InQuest / iocextract

Defanged Indicator of Compromise (IOC) Extractor.
https://inquest.readthedocs.io/projects/iocextract/
GNU General Public License v2.0
498 stars 91 forks source link

Add the function --extract-domains and --extract-subdomains #72

Closed ZeroDot1 closed 9 months ago

ZeroDot1 commented 1 year ago

Sometimes it is necessary to simply extract the domains and or the domains and subdomains.

And a question, are the new longer domain extensions included?

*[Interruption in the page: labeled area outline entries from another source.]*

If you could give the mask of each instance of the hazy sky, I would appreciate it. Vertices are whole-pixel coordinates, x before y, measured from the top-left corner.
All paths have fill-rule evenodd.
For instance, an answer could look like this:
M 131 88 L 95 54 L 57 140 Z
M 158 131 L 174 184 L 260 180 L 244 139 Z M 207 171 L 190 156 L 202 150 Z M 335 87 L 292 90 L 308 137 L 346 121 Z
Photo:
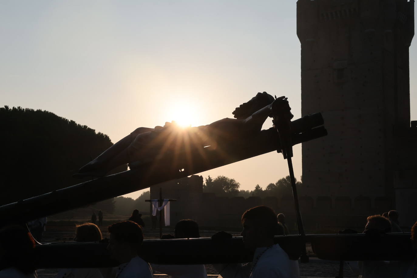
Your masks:
M 140 126 L 233 118 L 236 107 L 264 91 L 288 97 L 298 118 L 296 3 L 2 1 L 0 106 L 49 111 L 113 143 Z M 415 43 L 410 55 L 411 116 L 417 120 Z M 269 119 L 264 128 L 271 126 Z M 298 178 L 301 146 L 294 150 Z M 200 175 L 226 175 L 252 190 L 288 170 L 273 152 Z

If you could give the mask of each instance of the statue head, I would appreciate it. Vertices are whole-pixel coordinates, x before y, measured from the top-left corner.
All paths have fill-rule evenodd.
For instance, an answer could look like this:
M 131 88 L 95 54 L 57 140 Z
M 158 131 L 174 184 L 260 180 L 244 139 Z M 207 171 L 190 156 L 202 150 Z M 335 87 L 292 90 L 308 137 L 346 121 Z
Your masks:
M 271 104 L 274 100 L 274 97 L 266 92 L 258 93 L 250 100 L 237 107 L 232 114 L 238 120 L 244 120 L 259 109 Z

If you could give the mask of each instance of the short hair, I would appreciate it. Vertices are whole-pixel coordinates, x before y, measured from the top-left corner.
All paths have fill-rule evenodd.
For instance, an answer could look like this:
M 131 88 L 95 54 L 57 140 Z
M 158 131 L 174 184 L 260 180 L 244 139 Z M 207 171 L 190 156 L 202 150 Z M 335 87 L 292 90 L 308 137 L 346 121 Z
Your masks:
M 388 212 L 388 218 L 393 218 L 396 219 L 398 218 L 399 215 L 398 212 L 397 210 L 392 210 Z
M 84 223 L 77 225 L 75 237 L 74 240 L 79 242 L 100 241 L 101 240 L 101 232 L 95 224 Z
M 133 221 L 123 221 L 115 223 L 107 228 L 114 239 L 119 241 L 141 245 L 143 241 L 143 234 L 141 226 Z
M 284 231 L 284 226 L 282 225 L 282 224 L 280 223 L 278 223 L 278 225 L 276 225 L 276 232 L 275 233 L 275 235 L 284 235 L 285 234 L 285 232 Z
M 273 237 L 278 228 L 276 215 L 271 208 L 259 205 L 245 211 L 242 215 L 241 221 L 243 223 L 245 219 L 250 219 L 258 227 L 265 228 L 268 235 Z
M 411 227 L 411 238 L 413 240 L 417 240 L 417 222 Z
M 382 233 L 391 233 L 391 222 L 380 215 L 372 215 L 368 216 L 367 220 L 368 222 L 374 223 L 378 226 L 378 230 Z
M 0 229 L 0 249 L 6 255 L 0 261 L 0 269 L 15 267 L 28 274 L 35 271 L 35 241 L 27 229 L 18 225 Z
M 185 238 L 196 238 L 200 237 L 198 224 L 191 219 L 183 219 L 175 225 L 175 237 L 179 233 Z

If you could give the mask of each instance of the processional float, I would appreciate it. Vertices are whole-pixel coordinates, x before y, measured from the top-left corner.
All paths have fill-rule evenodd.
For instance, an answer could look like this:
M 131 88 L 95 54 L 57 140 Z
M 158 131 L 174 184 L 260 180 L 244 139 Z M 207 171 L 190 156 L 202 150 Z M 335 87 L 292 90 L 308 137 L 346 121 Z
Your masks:
M 305 234 L 292 170 L 292 148 L 294 145 L 325 136 L 327 131 L 322 126 L 324 121 L 320 113 L 291 121 L 293 116 L 290 109 L 286 98 L 281 97 L 273 100 L 263 108 L 251 113 L 245 120 L 245 123 L 251 123 L 253 119 L 271 117 L 273 118 L 273 127 L 261 130 L 264 119 L 261 126 L 258 127 L 259 130 L 252 133 L 250 136 L 239 137 L 240 135 L 238 134 L 238 138 L 233 138 L 232 141 L 224 144 L 221 148 L 216 145 L 216 144 L 203 145 L 190 143 L 179 150 L 167 152 L 151 159 L 131 163 L 131 170 L 128 171 L 93 178 L 72 186 L 3 205 L 0 207 L 2 223 L 25 223 L 45 215 L 276 151 L 281 153 L 288 162 L 299 234 L 276 236 L 275 241 L 279 243 L 290 258 L 297 259 L 301 257 L 301 262 L 308 261 L 305 244 L 310 242 L 313 251 L 320 259 L 339 261 L 412 260 L 413 253 L 409 233 Z M 221 120 L 223 120 L 215 123 Z M 163 128 L 161 128 L 157 131 L 157 135 L 163 133 Z M 117 262 L 110 258 L 105 243 L 38 244 L 35 248 L 37 267 L 70 268 L 117 265 Z M 164 252 L 162 250 L 173 251 Z M 57 253 L 60 256 L 57 256 Z M 253 254 L 244 248 L 241 237 L 234 237 L 221 243 L 209 238 L 145 240 L 140 255 L 146 261 L 155 263 L 200 264 L 249 262 L 252 260 Z

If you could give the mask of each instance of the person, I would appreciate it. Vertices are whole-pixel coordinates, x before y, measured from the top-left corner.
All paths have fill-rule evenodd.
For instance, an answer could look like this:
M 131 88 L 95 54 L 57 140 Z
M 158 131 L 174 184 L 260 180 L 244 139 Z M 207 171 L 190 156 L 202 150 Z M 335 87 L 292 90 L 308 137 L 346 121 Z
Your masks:
M 91 215 L 91 223 L 95 224 L 95 221 L 97 220 L 97 217 L 95 215 L 95 213 L 93 213 L 93 215 Z
M 101 232 L 95 224 L 84 223 L 77 225 L 74 240 L 77 242 L 100 241 L 102 239 Z M 60 270 L 55 276 L 57 278 L 103 278 L 98 268 L 70 268 Z
M 156 223 L 158 223 L 158 217 L 156 215 L 151 215 L 151 220 L 152 221 L 152 229 L 156 228 Z
M 284 97 L 277 100 L 288 105 Z M 242 138 L 253 136 L 254 133 L 260 131 L 262 124 L 271 114 L 269 105 L 274 101 L 274 98 L 266 92 L 259 93 L 235 110 L 233 114 L 236 119 L 226 118 L 207 125 L 185 129 L 179 128 L 174 122 L 166 123 L 163 127 L 138 128 L 81 167 L 73 176 L 101 177 L 126 163 L 130 163 L 132 168 L 135 165 L 132 163 L 138 160 L 140 163 L 150 163 L 157 154 L 172 155 L 178 150 L 176 149 L 178 140 L 174 139 L 181 136 L 189 138 L 187 140 L 191 149 L 208 145 L 224 149 L 231 144 L 238 143 Z M 289 114 L 292 118 L 292 114 Z
M 391 232 L 391 222 L 380 215 L 372 215 L 367 218 L 366 225 L 364 233 L 374 231 L 382 233 Z
M 166 236 L 166 237 L 167 237 Z M 174 238 L 198 238 L 200 237 L 198 224 L 191 219 L 183 219 L 175 225 Z M 157 265 L 152 264 L 154 270 L 172 278 L 207 278 L 204 265 Z
M 152 278 L 151 266 L 138 255 L 143 241 L 141 226 L 133 221 L 124 221 L 109 226 L 108 230 L 110 236 L 107 250 L 120 264 L 116 277 Z
M 0 278 L 37 277 L 34 260 L 35 239 L 17 225 L 0 229 Z
M 243 237 L 245 248 L 254 251 L 253 260 L 244 265 L 214 265 L 222 277 L 299 277 L 298 261 L 291 260 L 279 244 L 274 244 L 274 237 L 279 225 L 276 215 L 272 209 L 264 205 L 255 207 L 245 212 L 241 220 L 243 230 L 241 235 Z M 217 234 L 212 238 L 215 239 Z
M 28 223 L 28 227 L 35 240 L 40 242 L 42 240 L 42 235 L 46 230 L 48 218 L 41 217 Z
M 98 211 L 98 225 L 101 226 L 103 224 L 103 213 L 101 210 Z
M 142 213 L 139 213 L 139 210 L 136 209 L 133 210 L 133 212 L 132 213 L 132 216 L 129 218 L 129 220 L 135 222 L 141 227 L 145 227 L 145 222 L 142 219 Z
M 278 220 L 278 223 L 282 225 L 282 227 L 284 229 L 284 235 L 286 235 L 289 234 L 289 231 L 288 230 L 288 227 L 287 227 L 286 224 L 285 224 L 285 215 L 284 215 L 284 214 L 279 213 L 276 215 L 276 219 Z
M 398 212 L 397 210 L 390 210 L 388 212 L 388 219 L 391 222 L 392 233 L 402 233 L 402 230 L 399 227 L 398 222 Z

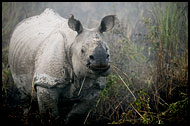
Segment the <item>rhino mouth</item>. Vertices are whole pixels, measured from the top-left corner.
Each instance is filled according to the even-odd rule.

giovino commented 1 year ago

See discussion in previous issue: Extract domain names without URI scheme

battleoverflow commented 9 months ago

I'd say this issue (https://github.com/InQuest/iocextract/issues/25) is definitely still the case for this request. I think using the custom regex route is the best method to achieve this for now. While we do have the URL extraction, which may potentially catch some domains, depending on how they're structured, it would most likely miss alot of valuable domains. I would recommend experimenting with different expressions to match the type of data you're extracting and plug it into iocextract through the custom regex option: https://inquest.readthedocs.io/projects/iocextract/en/latest/#custom-regex

There is actually an example in the documentation that shows a way to extract domains from ingested URLs. There will still be some trial and error, but it should be enough to get you started.